The revenue slide resulted from expected production declines, along with reductions in commodities realizations. Specifically, oil and liquids production was down 3.5% year over year, but slipped only 1.2% when allowing for the effects of entitlement volumes, OPEC quota effects, and divestments. At the same time, crude prices were down $8.66 a barrel from the comparable year-ago quarter.
On the natural gas side, the largest producer of that particular hydrocarbon in the U.S. participated in the price-driven production reduction that was initiated by Chesapeake Energy Corporation (NYSE:CHK), the nation’s No. 2 producer. As a result, gas production was 8.7% lower domestically, which led to a 5.9% global pullback in natural gas output.
Downstream, earnings were off slightly more than 2.5%. However, refinery margins were actually stronger than in the year-ago quarter — which led to a more than $1 billion, or 72%, ,hike in U.S. refining profits — but that strengthening was offset globally by increased expenses, reduced gains on asset sales, and foreign exchange effects. In a related area, earnings from chemicals grew by 62% to $639 million.
What lies ahead?
This look at the past quarter at Exxon Mobil Corporation (NYSE:XOM) is obviously instructional, but a focus on the future reveals far more about the company’s attractiveness as a Foolish energy investment. Indeed, I’m unable to muster any real surprise about the performance. (Indeed, as David Rosenthal, Exxon’s investor relations vice president, noted on the company’s call, first-quarter production volumes — apparently the main source of consternation among those who dropped the company’s share price 1.5% on Thursday — were “in line with the projection presented at the analyst meeting in March.”)
Also described at the March session, however, was the company’s intention to spend about $190 billion during the next five years on various projects. Upstream, between this year and 2017, ExxonMobil has 28 major oil and gas projects in the hopper, most of which are liquids-based. In total, these start-ups are expected to add about a million oil-equivalent barrels to the company’s production during the five-year span.
On the final day of the quarter, for instance, extraction began at its Kearl plant facilities in Alberta, Canada. With initial regulatory approval for 345,000 barrels a day of production, the facility’s early output number will be about 110,000 barrels a day.
Production also started during the quarter at the Telok gas field offshore Malaysia in the South China Sea. When completed, the project will consist of two four-legged gas satellite platforms, which will serve as a base for 14 development wells.
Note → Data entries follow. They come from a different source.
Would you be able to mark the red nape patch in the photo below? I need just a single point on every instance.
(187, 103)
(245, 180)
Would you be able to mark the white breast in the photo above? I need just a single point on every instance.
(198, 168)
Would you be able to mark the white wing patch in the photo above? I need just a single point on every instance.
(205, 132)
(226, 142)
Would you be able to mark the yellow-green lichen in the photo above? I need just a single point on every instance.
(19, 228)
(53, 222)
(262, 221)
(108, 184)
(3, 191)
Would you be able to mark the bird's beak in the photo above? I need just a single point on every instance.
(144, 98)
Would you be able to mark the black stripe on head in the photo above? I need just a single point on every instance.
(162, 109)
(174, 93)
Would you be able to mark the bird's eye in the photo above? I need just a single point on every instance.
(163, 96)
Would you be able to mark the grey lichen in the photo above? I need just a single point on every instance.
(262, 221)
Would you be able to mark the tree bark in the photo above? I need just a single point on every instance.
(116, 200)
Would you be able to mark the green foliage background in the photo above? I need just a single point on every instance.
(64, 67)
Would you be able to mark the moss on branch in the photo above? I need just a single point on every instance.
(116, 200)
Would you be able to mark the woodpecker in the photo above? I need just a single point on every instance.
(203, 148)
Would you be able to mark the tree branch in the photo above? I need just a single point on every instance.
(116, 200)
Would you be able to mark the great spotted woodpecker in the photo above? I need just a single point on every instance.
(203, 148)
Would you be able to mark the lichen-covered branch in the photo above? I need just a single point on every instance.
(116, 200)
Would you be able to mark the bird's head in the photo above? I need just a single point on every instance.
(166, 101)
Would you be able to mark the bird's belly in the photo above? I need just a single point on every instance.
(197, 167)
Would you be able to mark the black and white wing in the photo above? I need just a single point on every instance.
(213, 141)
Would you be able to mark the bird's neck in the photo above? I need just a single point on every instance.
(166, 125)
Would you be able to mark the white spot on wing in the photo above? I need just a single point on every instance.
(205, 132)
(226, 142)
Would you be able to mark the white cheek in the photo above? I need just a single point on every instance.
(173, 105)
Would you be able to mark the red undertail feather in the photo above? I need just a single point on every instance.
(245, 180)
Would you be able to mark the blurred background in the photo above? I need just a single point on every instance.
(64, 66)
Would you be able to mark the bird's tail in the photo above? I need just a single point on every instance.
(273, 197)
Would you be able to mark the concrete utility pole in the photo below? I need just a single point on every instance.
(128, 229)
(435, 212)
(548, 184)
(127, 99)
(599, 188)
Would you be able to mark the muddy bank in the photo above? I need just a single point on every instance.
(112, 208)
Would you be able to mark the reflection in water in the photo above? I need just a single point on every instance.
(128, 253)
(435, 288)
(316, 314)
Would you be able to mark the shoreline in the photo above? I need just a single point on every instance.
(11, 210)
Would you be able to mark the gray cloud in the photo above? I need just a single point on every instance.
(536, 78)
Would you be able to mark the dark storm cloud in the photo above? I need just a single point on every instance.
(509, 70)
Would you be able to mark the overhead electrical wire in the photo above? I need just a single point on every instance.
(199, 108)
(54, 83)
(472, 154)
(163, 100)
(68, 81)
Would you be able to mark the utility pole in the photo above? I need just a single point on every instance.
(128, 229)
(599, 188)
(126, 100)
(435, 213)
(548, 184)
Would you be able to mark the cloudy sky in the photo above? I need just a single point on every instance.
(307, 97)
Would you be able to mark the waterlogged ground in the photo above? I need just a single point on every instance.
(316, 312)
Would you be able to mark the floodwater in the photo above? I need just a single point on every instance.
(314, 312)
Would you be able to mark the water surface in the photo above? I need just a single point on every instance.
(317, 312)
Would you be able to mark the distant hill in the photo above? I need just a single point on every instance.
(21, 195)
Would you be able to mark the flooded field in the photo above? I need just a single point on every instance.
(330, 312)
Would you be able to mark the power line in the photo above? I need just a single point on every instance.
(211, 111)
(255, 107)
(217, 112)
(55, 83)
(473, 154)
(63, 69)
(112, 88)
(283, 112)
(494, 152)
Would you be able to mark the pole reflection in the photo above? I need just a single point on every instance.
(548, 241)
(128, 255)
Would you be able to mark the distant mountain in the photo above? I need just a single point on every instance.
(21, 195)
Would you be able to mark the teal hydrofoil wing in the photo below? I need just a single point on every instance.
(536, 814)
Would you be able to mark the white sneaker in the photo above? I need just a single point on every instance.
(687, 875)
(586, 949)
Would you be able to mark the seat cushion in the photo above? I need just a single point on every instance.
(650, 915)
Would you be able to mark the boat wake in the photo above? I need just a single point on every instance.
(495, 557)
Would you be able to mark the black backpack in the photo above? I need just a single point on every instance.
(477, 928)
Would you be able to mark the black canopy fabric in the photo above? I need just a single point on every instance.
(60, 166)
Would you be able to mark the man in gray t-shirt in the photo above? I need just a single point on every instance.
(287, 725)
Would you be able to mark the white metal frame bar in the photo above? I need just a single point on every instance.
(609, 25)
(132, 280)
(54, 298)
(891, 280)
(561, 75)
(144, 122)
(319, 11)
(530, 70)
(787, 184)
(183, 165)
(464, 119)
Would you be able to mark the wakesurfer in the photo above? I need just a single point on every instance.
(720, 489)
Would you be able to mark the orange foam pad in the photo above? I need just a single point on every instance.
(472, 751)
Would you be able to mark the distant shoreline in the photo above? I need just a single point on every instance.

Downstream, the company is in various stages of construction on facilities in Singapore, China, and Finland. In the chemicals portion of its businesses, an expansion at a facility — also in Singapore — has been completed, a major elastomers plant is being developed in Saudi Arabia, and plans are under way for yet another expansion — this one at the company’s huge integrated Baytown complex east of Houston.